On Christmas Eve 1999, I was watching a holiday movie in my New Delhi flat when I heard that an Indian Airlines plane — en route from Kathmandu to Delhi — had been hijacked. With about 176 passengers on board, the plane first landed at India’s Amritsar airport, where it stood for around 45 minutes. It then flew on to Lahore, in Pakistan, to re-fuel and to Dubai, where 26 hostages were freed. Finally, it flew to Afghanistan’s Kandahar Airport, under Taliban control.
In the following days, India’s then Bharatiya Janata party government struggled to secure the hostages’ release. The hijackers wanted New Delhi to free three Islamist militant leaders from Indian prisons. The hostages’ distraught relatives were making emotional appeals for whatever was necessary to secure their loved ones’ safe return.

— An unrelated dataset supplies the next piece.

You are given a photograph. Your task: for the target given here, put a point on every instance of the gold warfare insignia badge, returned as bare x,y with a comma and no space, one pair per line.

On New Year’s Eve, New Delhi capitulated. India’s urbane foreign minister Jaswant Singh, who had seemingly aged a decade in a week, escorted the militants to Kandahar for the exchange. Among the Islamists freed that day was Ahmed Omar Saeed Sheikh, a British-Pakistani, who went on to murder US journalist Daniel Pearl. Another was Masood Azhar, who would set up Pakistan-based group Jaish e-Mohammad, which is thought to have carried out a 2001 attack on the Indian parliament that brought India and Pakistan to the brink of war.